Tuesday, December 28, 2010

VDI and UC—Synergistic Visions

Over the last year or so, we've seen increased momentum of Virtual Desktop Infrastructure (VDI) in the large enterprise market. In most cases, interest in VDI is motivated by a desire to minimize IT support cost through centralized application deployment and management. However, the benefits of VDI extend well beyond IT cost reduction. In my opinion, the real promise of VDI is that it enables Virtual Organizations  by providing users with access to their data, their applications, and their desktops from wherever they are, thus enabling people to work productively independent of location.

For organizations to become truly virtual, however, they not only need to provide users with access to their applications, they also need to provide users with access to other users—their coworkers, their partners, their customers, their suppliers. Unified Communications (UC) technology does just that: it enables virtual access to others by providing a face-to-face experience across the network which allows users to interact as if they were virtually in the same location.

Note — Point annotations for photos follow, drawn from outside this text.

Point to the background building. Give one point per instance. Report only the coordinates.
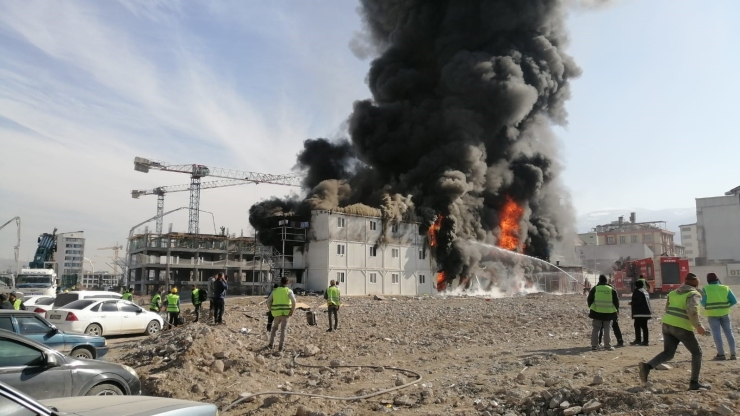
(70, 254)
(653, 234)
(589, 239)
(347, 248)
(602, 258)
(100, 280)
(176, 259)
(690, 242)
(718, 228)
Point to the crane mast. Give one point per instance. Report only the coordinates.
(17, 247)
(197, 172)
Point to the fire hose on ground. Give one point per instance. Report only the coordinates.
(246, 397)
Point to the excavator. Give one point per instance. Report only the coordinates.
(40, 278)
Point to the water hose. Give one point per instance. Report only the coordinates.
(320, 396)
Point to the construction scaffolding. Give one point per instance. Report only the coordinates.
(181, 260)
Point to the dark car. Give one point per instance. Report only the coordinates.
(35, 327)
(44, 373)
(15, 403)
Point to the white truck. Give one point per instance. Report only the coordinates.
(37, 282)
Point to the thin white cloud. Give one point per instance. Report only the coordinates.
(81, 94)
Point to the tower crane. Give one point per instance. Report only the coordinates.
(17, 247)
(197, 172)
(162, 190)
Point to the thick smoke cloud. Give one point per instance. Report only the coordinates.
(464, 94)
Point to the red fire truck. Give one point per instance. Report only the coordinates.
(663, 274)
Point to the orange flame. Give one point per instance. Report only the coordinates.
(441, 284)
(434, 229)
(511, 214)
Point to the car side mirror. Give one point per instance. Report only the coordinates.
(51, 360)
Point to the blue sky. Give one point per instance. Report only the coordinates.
(85, 86)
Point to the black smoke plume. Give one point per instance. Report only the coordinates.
(464, 94)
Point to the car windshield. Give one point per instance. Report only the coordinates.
(80, 304)
(45, 301)
(65, 298)
(32, 280)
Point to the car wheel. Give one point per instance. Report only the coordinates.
(82, 353)
(105, 389)
(153, 328)
(94, 330)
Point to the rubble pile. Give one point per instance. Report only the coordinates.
(526, 355)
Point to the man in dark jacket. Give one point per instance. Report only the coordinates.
(641, 313)
(219, 298)
(603, 303)
(4, 303)
(615, 327)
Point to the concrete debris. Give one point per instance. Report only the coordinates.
(572, 411)
(218, 366)
(469, 368)
(723, 410)
(591, 406)
(403, 401)
(310, 350)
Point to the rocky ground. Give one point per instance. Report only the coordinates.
(525, 355)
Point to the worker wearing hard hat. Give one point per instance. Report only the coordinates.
(172, 304)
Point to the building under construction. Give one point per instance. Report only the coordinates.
(178, 259)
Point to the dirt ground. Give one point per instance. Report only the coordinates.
(524, 355)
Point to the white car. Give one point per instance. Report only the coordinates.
(65, 298)
(105, 317)
(39, 304)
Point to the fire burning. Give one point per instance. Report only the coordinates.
(511, 215)
(441, 284)
(434, 229)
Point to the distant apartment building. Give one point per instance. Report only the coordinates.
(70, 253)
(653, 234)
(718, 228)
(690, 242)
(589, 239)
(100, 280)
(602, 258)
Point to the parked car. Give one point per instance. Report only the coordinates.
(105, 317)
(15, 403)
(69, 297)
(38, 304)
(44, 373)
(31, 325)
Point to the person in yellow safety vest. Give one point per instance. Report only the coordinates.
(603, 304)
(172, 304)
(680, 319)
(195, 298)
(717, 299)
(16, 302)
(156, 304)
(332, 302)
(281, 303)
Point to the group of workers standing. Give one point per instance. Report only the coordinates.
(10, 301)
(680, 324)
(281, 305)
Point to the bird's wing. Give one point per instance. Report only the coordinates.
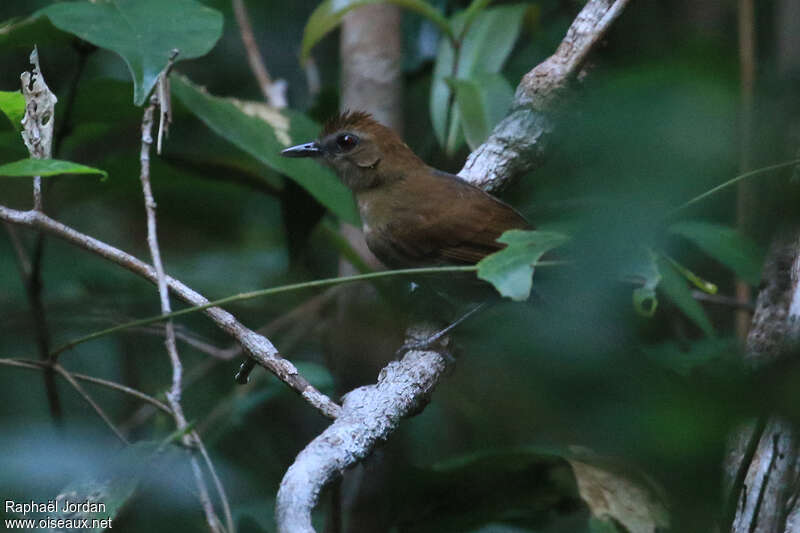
(451, 232)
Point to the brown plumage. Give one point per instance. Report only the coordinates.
(413, 215)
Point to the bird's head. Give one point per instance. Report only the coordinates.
(363, 153)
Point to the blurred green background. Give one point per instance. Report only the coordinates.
(575, 374)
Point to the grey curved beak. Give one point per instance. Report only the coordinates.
(302, 150)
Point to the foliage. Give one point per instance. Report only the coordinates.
(614, 352)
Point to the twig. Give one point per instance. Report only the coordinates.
(370, 414)
(85, 395)
(255, 345)
(41, 365)
(174, 393)
(37, 133)
(274, 91)
(519, 142)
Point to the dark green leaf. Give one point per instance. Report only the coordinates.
(263, 132)
(727, 245)
(46, 167)
(482, 102)
(673, 285)
(510, 270)
(487, 43)
(12, 104)
(142, 32)
(645, 301)
(329, 14)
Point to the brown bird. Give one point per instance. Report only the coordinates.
(412, 214)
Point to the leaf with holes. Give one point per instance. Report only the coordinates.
(142, 32)
(510, 270)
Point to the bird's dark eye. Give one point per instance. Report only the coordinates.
(346, 141)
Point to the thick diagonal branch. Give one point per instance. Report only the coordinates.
(371, 414)
(256, 346)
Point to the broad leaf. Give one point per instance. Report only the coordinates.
(142, 32)
(486, 45)
(673, 285)
(46, 167)
(482, 102)
(645, 270)
(329, 14)
(263, 132)
(725, 244)
(510, 270)
(12, 104)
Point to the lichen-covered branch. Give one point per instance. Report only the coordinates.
(519, 142)
(762, 466)
(371, 414)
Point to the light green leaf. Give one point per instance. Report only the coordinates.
(486, 45)
(263, 132)
(725, 244)
(46, 167)
(482, 102)
(329, 14)
(142, 32)
(12, 104)
(510, 270)
(673, 285)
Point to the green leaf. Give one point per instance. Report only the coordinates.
(645, 301)
(725, 244)
(12, 104)
(486, 45)
(46, 167)
(697, 281)
(329, 14)
(510, 270)
(673, 285)
(482, 102)
(142, 32)
(263, 132)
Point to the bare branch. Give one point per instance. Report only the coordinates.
(762, 464)
(37, 124)
(518, 143)
(41, 365)
(274, 91)
(255, 345)
(369, 415)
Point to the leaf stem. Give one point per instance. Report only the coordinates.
(733, 181)
(274, 290)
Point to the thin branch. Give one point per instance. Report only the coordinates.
(370, 414)
(519, 142)
(255, 345)
(174, 393)
(41, 365)
(274, 91)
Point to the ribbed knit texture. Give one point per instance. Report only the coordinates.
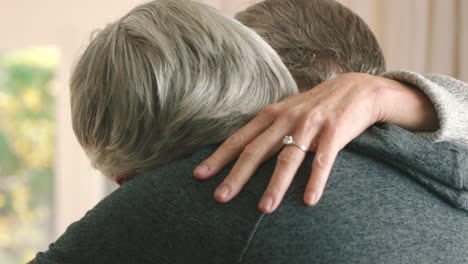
(392, 197)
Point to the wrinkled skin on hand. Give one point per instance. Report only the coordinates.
(324, 119)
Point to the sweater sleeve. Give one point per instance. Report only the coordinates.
(450, 99)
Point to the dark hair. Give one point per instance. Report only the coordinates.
(316, 39)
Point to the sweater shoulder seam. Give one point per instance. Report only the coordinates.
(249, 241)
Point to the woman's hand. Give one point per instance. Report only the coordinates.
(324, 119)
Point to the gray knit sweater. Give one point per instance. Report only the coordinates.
(392, 197)
(450, 98)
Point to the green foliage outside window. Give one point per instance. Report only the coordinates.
(27, 133)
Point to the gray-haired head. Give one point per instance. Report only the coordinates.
(167, 78)
(316, 39)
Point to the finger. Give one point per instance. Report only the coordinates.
(289, 160)
(231, 148)
(253, 155)
(328, 148)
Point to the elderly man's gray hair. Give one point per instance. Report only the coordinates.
(167, 78)
(316, 39)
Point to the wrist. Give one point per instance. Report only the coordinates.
(406, 106)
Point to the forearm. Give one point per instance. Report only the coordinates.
(407, 106)
(449, 98)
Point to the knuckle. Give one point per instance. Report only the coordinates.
(291, 113)
(287, 156)
(234, 142)
(270, 110)
(322, 160)
(252, 149)
(332, 127)
(310, 120)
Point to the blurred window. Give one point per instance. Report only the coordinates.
(27, 128)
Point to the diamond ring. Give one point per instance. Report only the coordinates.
(289, 141)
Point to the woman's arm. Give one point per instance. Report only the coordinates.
(324, 119)
(448, 96)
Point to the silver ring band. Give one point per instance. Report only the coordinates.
(289, 141)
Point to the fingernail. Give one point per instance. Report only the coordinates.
(222, 192)
(201, 170)
(266, 203)
(311, 198)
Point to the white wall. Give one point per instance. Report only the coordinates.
(422, 35)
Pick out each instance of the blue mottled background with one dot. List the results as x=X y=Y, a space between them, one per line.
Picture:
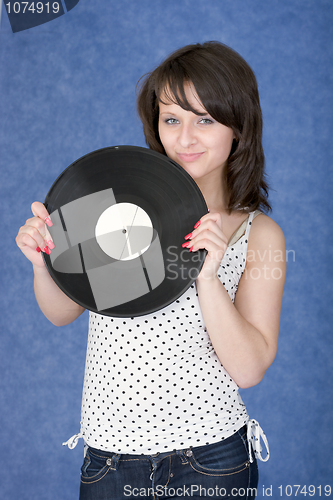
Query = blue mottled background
x=68 y=87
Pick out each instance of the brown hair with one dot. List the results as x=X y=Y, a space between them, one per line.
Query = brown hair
x=227 y=89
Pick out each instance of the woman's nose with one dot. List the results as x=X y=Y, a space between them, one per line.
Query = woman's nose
x=187 y=136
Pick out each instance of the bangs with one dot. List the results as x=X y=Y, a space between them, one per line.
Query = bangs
x=173 y=91
x=172 y=83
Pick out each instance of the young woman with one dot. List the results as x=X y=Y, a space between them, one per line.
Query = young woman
x=161 y=413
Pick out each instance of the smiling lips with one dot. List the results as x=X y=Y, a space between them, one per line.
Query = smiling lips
x=189 y=157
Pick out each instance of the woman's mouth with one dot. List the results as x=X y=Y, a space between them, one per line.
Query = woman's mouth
x=189 y=157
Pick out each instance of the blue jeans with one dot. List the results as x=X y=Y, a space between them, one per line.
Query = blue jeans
x=216 y=471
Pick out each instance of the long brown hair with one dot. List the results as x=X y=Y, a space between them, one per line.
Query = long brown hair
x=228 y=90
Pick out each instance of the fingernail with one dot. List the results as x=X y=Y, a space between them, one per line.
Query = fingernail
x=50 y=244
x=48 y=221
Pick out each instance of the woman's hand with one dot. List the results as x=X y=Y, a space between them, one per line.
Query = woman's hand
x=208 y=234
x=34 y=237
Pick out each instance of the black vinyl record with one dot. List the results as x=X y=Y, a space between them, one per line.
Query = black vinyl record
x=119 y=217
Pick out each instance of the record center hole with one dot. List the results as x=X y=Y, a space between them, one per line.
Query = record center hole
x=124 y=231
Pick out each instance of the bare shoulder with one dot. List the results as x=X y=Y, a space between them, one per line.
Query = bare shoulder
x=265 y=232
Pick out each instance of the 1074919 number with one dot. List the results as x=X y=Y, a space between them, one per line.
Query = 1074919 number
x=32 y=7
x=299 y=490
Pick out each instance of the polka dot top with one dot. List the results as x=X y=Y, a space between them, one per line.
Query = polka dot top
x=154 y=383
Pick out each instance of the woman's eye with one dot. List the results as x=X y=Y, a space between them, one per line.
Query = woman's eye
x=206 y=121
x=171 y=121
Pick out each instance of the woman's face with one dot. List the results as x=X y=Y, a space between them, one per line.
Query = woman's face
x=199 y=144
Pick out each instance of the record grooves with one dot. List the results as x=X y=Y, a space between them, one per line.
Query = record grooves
x=119 y=217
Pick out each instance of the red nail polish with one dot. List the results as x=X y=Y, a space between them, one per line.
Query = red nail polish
x=48 y=221
x=50 y=244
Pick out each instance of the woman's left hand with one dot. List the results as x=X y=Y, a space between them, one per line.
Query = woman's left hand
x=208 y=234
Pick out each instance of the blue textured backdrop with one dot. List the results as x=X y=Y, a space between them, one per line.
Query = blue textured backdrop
x=68 y=87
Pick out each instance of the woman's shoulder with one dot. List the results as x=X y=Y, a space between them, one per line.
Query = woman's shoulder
x=265 y=232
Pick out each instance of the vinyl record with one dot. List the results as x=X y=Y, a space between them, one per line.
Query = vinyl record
x=119 y=217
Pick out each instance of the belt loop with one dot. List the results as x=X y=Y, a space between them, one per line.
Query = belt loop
x=113 y=462
x=183 y=455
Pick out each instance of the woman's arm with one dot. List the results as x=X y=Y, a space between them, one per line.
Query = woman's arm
x=244 y=334
x=54 y=304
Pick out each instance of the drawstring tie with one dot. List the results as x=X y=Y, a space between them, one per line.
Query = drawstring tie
x=254 y=433
x=72 y=442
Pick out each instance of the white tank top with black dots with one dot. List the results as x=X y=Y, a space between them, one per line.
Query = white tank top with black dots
x=154 y=383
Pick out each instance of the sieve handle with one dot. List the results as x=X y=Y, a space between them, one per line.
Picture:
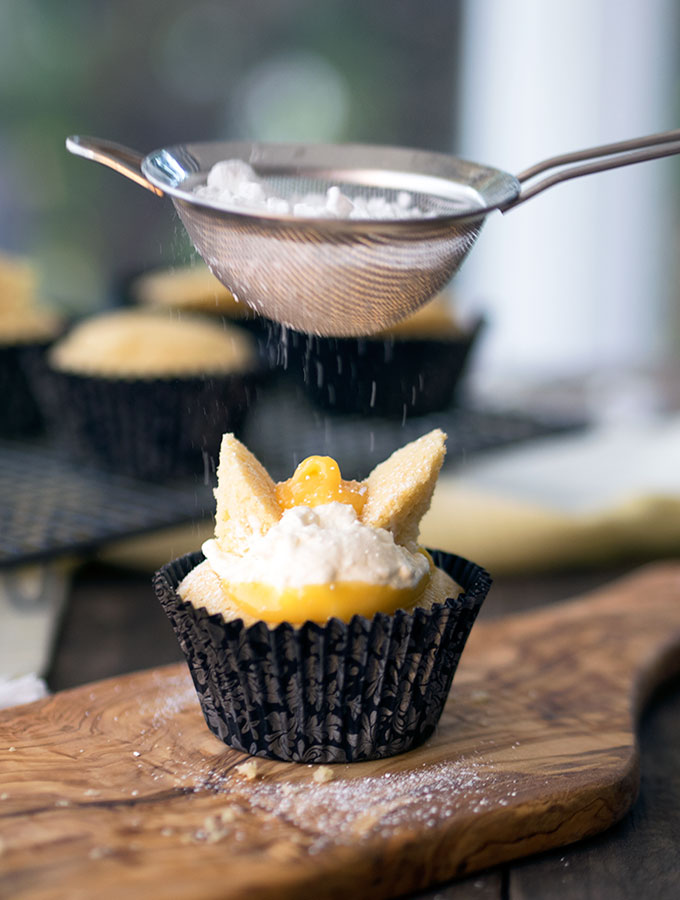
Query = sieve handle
x=122 y=159
x=607 y=156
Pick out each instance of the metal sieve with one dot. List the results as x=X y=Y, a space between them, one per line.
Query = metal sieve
x=347 y=277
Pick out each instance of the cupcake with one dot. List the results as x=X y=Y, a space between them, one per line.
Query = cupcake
x=412 y=369
x=190 y=288
x=315 y=627
x=26 y=330
x=193 y=288
x=148 y=394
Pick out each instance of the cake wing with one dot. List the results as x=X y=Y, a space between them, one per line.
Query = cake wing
x=245 y=495
x=400 y=488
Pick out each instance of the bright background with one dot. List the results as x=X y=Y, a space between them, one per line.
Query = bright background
x=582 y=280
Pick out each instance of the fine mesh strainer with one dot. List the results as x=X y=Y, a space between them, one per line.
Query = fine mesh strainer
x=347 y=277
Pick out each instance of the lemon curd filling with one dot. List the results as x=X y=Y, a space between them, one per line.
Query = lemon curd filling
x=319 y=602
x=320 y=561
x=317 y=480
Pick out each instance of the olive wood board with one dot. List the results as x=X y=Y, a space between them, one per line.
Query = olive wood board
x=118 y=789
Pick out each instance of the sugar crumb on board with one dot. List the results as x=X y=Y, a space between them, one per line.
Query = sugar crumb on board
x=248 y=770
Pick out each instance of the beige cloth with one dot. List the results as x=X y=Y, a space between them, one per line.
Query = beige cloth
x=608 y=495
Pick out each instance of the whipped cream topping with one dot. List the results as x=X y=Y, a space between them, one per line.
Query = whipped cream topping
x=320 y=545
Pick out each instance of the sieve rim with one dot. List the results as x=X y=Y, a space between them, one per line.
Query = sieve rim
x=417 y=171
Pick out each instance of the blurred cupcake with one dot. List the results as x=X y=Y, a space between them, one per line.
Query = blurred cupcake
x=26 y=330
x=315 y=628
x=148 y=394
x=414 y=368
x=191 y=288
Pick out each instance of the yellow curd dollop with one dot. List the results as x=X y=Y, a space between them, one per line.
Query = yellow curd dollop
x=319 y=602
x=318 y=480
x=339 y=536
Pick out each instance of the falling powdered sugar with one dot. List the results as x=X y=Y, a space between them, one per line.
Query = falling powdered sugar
x=234 y=184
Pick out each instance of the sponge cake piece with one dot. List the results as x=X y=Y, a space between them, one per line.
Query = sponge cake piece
x=246 y=498
x=400 y=488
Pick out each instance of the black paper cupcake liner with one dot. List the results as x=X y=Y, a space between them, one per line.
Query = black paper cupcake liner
x=152 y=429
x=394 y=376
x=20 y=414
x=339 y=692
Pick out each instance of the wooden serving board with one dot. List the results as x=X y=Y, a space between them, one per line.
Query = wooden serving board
x=118 y=789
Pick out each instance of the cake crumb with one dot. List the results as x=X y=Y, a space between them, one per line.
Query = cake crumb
x=248 y=770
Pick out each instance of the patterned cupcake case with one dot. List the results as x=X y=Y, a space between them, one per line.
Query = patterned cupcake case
x=339 y=692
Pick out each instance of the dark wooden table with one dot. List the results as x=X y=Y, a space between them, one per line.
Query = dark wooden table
x=114 y=624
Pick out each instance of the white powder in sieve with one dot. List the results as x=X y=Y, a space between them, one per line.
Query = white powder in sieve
x=233 y=183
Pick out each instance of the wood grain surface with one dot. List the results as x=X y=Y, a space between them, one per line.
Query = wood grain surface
x=119 y=789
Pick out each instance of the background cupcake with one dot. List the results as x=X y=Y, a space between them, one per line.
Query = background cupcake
x=26 y=330
x=148 y=394
x=414 y=368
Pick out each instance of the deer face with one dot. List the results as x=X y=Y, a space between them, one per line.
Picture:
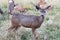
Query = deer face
x=43 y=11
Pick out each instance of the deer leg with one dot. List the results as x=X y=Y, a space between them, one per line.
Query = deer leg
x=15 y=33
x=34 y=35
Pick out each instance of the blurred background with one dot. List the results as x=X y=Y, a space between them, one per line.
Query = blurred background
x=49 y=30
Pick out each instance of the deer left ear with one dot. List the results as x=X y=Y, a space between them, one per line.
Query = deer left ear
x=48 y=7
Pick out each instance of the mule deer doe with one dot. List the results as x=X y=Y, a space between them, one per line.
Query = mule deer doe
x=1 y=11
x=28 y=21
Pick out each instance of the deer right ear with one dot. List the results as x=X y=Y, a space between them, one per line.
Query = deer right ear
x=37 y=7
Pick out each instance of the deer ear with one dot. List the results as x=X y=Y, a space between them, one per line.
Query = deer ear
x=38 y=8
x=48 y=7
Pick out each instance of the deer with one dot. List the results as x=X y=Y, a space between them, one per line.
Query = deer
x=1 y=11
x=28 y=21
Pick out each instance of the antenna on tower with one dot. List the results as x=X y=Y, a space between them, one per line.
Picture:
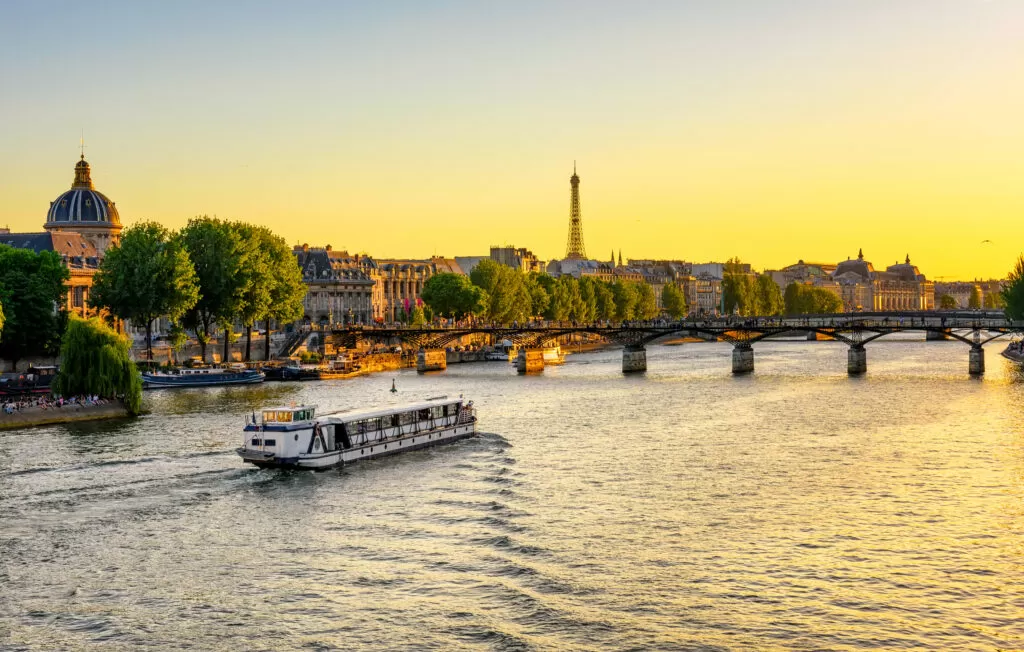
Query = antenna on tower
x=574 y=249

Consequently, UC and VDI have extremely synergistic value propositions: while VDI virtualizes data and applications, UC virtualizes people, and both are needed to fully deliver on the vision of a virtual organization.

Ironically, however, UC and VDI technologies don't work together very well today: running interactive voice and video applications in VDI environments creates bandwidth, scalability, and quality problems that are not well addressed by existing VDI technologies. Avistar currently solves these problems with our Avistar C3 Integratorproduct, which  supports out-of-band voice and video streams that bypass VDI connections altogether and instead route voice and video in a peer-to-peer fashion between communicating entities. However, for UC and VDI to truly coexist nicely, the industry must move away from application-specific solutions and instead build support for out-of-band UC communications directly into the VDI platform. Only then can UC and VDI be combined to truly deliver on the promise of virtual organizations.